The sun was dripping below the buildings as the sky painted a beautiful show of pink and orange while I was driving down King Street. I stopped at a red light, rolling down my windows to let in that ocean air. I sat there in my car while music poured out of my speakers and watched people shuffle in front of my car.
Couples. I saw them everywhere – holding hands, laughing at a joke the other said with arms around each other’s waists. It felt like everywhere I looked around Charleston, I was surrounded by couples. I felt suffocated by couples. When walking around the College, everywhere I went, I saw couples. It felt like the universe was playing a joke with me – like it was throwing my singleness in my face. Being single when surrounded by couples anywhere in the world is hard, but when living in one of the most romantic cities in the world, being single is tougher.
It’s hard to push down the feeling of loneliness when you see cute couples going on midnight walks, or watching the sunset together at the Battery. Seeing this gives me a yearning to share adventures with someone – to hold someone’s hand. It makes me feel like I’m missing out on something. Seeing couples being tender with each other then makes me think that maybe there is something wrong with me. Is my DNA wrong? Is there something in me that makes me incapable of being in love?
But when I see a couple fighting in the middle of the Cistern, I feel grateful. Grateful that I don’t have to experience the sadness that hangs in the air during every fight with a loved one. Grateful that I don’t have to defend everything I do to someone else. It is times like this that I thank the Universe for throwing couples fighting in my life. I pray to the Universe to keep doing it so I feel better about being single.
But then sometimes I find myself just watching couples breeze past me while I lay in the grass on a warm and sunny day in front of the library. I get to see and experience the different relationships people have with each other. This then makes me feel grounded and happy. I find that you don’t have to be in a romantic relationship to feel loved. Being surrounded by friends that make your belly hurt from laughing so hard become family – become love. Family you leave for months at a time become even more important to you.
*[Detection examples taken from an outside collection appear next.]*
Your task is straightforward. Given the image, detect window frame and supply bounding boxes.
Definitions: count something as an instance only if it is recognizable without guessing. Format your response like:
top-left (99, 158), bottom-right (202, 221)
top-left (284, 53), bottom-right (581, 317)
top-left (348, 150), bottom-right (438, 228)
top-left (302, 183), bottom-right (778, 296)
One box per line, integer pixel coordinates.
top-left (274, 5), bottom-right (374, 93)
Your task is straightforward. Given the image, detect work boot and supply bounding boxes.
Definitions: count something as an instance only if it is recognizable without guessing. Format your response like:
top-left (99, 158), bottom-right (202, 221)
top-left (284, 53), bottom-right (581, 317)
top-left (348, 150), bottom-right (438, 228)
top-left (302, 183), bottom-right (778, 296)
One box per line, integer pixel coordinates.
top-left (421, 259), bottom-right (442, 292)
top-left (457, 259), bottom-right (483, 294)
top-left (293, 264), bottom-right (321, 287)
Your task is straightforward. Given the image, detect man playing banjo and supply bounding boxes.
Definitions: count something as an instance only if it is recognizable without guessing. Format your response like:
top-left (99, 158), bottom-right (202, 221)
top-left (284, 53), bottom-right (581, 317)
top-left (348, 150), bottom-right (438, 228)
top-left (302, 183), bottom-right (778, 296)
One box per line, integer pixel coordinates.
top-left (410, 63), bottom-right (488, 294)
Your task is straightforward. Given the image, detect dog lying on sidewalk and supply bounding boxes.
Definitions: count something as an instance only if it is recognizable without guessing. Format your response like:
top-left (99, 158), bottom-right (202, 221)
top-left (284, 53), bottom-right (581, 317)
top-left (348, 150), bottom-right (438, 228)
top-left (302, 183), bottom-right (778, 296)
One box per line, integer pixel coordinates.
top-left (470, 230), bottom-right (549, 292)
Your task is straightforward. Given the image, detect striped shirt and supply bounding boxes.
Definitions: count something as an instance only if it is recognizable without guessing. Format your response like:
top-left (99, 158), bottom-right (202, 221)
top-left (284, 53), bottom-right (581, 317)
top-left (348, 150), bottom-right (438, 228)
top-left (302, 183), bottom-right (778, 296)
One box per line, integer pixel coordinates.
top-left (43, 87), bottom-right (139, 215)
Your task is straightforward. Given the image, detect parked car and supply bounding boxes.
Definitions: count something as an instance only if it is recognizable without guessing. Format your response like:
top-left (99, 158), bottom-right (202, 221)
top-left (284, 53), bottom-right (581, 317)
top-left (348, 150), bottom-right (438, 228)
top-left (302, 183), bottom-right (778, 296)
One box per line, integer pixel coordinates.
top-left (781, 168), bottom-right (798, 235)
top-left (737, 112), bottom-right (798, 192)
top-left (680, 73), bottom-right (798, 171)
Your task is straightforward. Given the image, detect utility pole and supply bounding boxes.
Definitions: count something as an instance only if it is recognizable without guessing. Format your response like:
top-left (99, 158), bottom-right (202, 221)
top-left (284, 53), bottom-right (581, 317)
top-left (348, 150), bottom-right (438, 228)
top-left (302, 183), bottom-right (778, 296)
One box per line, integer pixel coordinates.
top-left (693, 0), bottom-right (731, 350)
You love each other from afar, and it makes that love even stronger. Being single doesn’t mean you’re alone. I think there is a stigma around the world single. People make it seem like if you’re single, you stay cuddled up on your bed without interacting with anyone. This, of course, is not true.
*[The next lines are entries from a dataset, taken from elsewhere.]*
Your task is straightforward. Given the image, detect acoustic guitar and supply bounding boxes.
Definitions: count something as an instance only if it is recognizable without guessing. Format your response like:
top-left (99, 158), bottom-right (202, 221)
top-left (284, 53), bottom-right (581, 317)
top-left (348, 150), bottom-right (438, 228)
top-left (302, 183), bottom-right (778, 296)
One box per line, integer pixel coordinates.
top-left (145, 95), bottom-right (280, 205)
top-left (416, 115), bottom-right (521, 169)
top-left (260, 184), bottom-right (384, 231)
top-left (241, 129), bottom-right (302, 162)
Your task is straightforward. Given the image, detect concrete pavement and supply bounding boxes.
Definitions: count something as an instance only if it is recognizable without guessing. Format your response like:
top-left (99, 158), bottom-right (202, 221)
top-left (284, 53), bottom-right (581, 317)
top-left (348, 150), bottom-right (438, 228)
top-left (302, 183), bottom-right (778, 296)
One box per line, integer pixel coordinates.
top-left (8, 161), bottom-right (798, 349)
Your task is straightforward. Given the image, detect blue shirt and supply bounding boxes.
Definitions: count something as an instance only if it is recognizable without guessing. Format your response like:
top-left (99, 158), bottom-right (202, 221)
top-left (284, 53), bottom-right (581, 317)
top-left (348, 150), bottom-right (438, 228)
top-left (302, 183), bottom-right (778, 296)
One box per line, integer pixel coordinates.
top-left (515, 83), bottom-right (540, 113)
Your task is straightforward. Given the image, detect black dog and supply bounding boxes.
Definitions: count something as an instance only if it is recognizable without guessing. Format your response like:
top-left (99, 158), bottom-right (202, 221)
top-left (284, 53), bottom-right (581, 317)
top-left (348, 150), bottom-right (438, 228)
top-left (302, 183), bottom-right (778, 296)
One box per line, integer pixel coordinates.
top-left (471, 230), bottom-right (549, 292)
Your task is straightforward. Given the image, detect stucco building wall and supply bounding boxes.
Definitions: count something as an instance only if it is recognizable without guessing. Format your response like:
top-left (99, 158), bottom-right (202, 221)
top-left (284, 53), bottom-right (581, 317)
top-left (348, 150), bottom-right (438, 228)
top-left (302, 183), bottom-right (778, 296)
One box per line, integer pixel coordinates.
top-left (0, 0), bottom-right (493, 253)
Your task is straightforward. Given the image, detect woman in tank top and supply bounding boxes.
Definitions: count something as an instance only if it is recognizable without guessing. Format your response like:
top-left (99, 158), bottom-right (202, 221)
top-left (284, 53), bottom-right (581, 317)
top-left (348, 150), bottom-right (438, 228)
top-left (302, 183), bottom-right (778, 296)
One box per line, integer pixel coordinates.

Being single is only a relationship status. I’m single, but I’m not alone. I have my friends, family and my dog. I have people in my life who make me forget about being single. They fill me up with so much love that I find myself thinking I never have to be in a relationship if I’m surrounded by amazing people.
If there is one thing I have learned being single at the College is the different emotions that come with it. Going from loneliness, to gratefulness, to then appreciation, being in a romantic city gets you feeling anything. But, I find there is no one state of “being.”
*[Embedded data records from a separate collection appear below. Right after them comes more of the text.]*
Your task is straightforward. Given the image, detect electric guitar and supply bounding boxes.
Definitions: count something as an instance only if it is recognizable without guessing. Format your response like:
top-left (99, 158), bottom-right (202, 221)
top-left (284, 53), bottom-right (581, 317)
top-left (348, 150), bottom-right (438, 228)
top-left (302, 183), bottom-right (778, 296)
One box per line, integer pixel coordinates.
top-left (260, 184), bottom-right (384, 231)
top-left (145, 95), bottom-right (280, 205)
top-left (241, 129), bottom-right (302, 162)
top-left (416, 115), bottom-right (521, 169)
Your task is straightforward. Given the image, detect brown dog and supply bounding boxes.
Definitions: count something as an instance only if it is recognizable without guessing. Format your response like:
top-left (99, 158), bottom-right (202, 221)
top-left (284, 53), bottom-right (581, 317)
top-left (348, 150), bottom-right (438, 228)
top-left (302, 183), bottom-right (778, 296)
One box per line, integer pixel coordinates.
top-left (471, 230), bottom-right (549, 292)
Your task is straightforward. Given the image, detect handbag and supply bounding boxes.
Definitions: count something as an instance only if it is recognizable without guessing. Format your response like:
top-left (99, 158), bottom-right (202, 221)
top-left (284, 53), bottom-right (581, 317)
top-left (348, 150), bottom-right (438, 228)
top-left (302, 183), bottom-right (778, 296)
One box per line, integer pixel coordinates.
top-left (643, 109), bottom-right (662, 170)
In the end, being single at the College can be tough, but we’re young and living in the most beautiful city. We are surrounded by endless beauty. From the beaches to our classrooms, Charleston is beautiful.
So my advice to you is embrace being single. Live life to the fullest. Say yes to every opportunity thrown at you. Do something you always dreamed of doing. Don’t let the fact that you’re single at the most beautiful college stop you from experiencing the beauty and joy in life. At the end of the day, being single is not as bad as people make it seem. You have a chance to work and improve yourself. You have the chance to be independent and make things happen. You have the freedom to do anything you want to do.
So be okay sitting with each feeling singleness brings you. Acknowledge and work through it. Then go out there and go get them. You always could.